You might have noticed that I've reorganized the top nav a little. The menus were getting a little unwieldy, and something needed to be done. Anyway, more tinkering to come over the next few weeks. Feedback welcome.
This is why civilians rule this country, and the military follows orders. General Tommy Franks opines (thanks to Anarchy Xero for the heads up):
Discussing the hypothetical dangers posed to the U.S. in the wake of Sept. 11, Franks said that "the worst thing that could happen" is if terrorists acquire and then use a biological, chemical or nuclear weapon that inflicts heavy casualties.

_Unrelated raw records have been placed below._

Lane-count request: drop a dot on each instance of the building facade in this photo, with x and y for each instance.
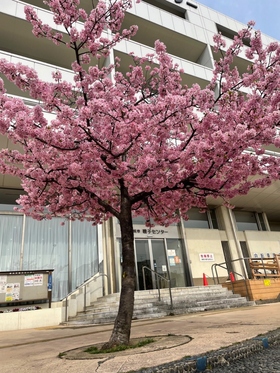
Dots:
(182, 252)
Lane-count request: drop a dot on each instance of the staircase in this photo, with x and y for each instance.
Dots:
(147, 304)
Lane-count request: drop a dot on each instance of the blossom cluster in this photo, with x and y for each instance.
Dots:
(139, 138)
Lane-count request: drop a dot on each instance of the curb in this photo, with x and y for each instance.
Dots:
(222, 357)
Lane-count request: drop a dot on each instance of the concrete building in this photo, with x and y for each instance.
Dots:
(182, 252)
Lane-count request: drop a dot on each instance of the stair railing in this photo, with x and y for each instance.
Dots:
(82, 286)
(157, 278)
(221, 265)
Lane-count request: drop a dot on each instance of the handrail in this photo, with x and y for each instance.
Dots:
(234, 272)
(157, 276)
(83, 286)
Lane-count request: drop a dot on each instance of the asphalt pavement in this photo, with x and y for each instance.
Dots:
(37, 350)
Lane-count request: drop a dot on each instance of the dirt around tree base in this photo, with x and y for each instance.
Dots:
(162, 342)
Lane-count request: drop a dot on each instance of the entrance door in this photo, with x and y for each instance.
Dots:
(151, 254)
(143, 260)
(163, 256)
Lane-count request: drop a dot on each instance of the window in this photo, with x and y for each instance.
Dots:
(245, 221)
(204, 220)
(169, 7)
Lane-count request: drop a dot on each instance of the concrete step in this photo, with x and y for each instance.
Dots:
(147, 304)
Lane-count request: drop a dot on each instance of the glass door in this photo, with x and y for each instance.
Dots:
(176, 262)
(160, 263)
(143, 260)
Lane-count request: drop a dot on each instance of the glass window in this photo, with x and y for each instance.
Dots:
(196, 219)
(245, 221)
(10, 242)
(46, 247)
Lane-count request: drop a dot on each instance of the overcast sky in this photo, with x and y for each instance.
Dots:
(266, 13)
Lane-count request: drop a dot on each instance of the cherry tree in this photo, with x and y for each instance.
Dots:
(110, 143)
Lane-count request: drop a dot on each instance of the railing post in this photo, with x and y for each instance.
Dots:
(85, 298)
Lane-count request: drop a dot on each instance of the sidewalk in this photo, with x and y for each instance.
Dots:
(36, 350)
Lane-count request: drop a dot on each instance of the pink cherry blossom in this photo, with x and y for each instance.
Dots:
(141, 143)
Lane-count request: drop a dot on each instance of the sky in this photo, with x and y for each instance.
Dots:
(266, 13)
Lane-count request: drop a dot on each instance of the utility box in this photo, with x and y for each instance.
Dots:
(20, 287)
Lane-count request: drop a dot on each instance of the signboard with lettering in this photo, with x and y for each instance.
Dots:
(206, 257)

If that happens, Franks said, "... the Western world, the free world, loses what it cherishes most, and that is freedom and liberty we've seen for a couple of hundred years in this grand experiment that we call democracy."
Franks then offered "in a practical sense" what he thinks would happen in the aftermath of such an attack.
"It means the potential of a weapon of mass destruction and a terrorist, massive, casualty-producing event somewhere in the Western world - it may be in the United States of America - that causes our population to question our own Constitution and to begin to militarize our country in order to avoid a repeat of another mass, casualty-producing event. Which in fact, then begins to unravel the fabric of our Constitution. Two steps, very, very important."
The general went on to discuss his suspicion that al Qaeda is planning to corrupt our precious bodily fluids to undermine our liberty. "I first became aware of it during the physical act of love. Yes, a profound sense of fatigue... a feeling of emptiness followed. Luckily I was able to interpret these feelings correctly. Loss of essence," he said. "I can assure you it has not recurred. Women sense my power and they seek the life essence. I do not avoid women, but I do deny them my essence."
General Franks concluded the interview by observing that the world will never be at peace because he aims to make it so.
Hey, you, with the blog! Open Source Politics is a growing organization and we're looking for new people to join our team:
Now that we've sorted through some of our initial growing pains, Open Source Politics is looking for few more good sources. Is that you? It could be, if you have what it takes. Here's a short list of qualifications:
* Your political orientation is progressive.
* You like to write about current events, political theory, economics, health of people or ecology, legal rights or events, or other topics relevant to OSP.
* You can write well without requiring much proofreading for errors in grammar, spelling, and composition.
* You are willing to commit to a minimum level of participation of at least one article or post a month.
* You are a team player, and will pitch in behind the scenes as needed (with the occasional extra article, idea for improving OSP, or other contribution).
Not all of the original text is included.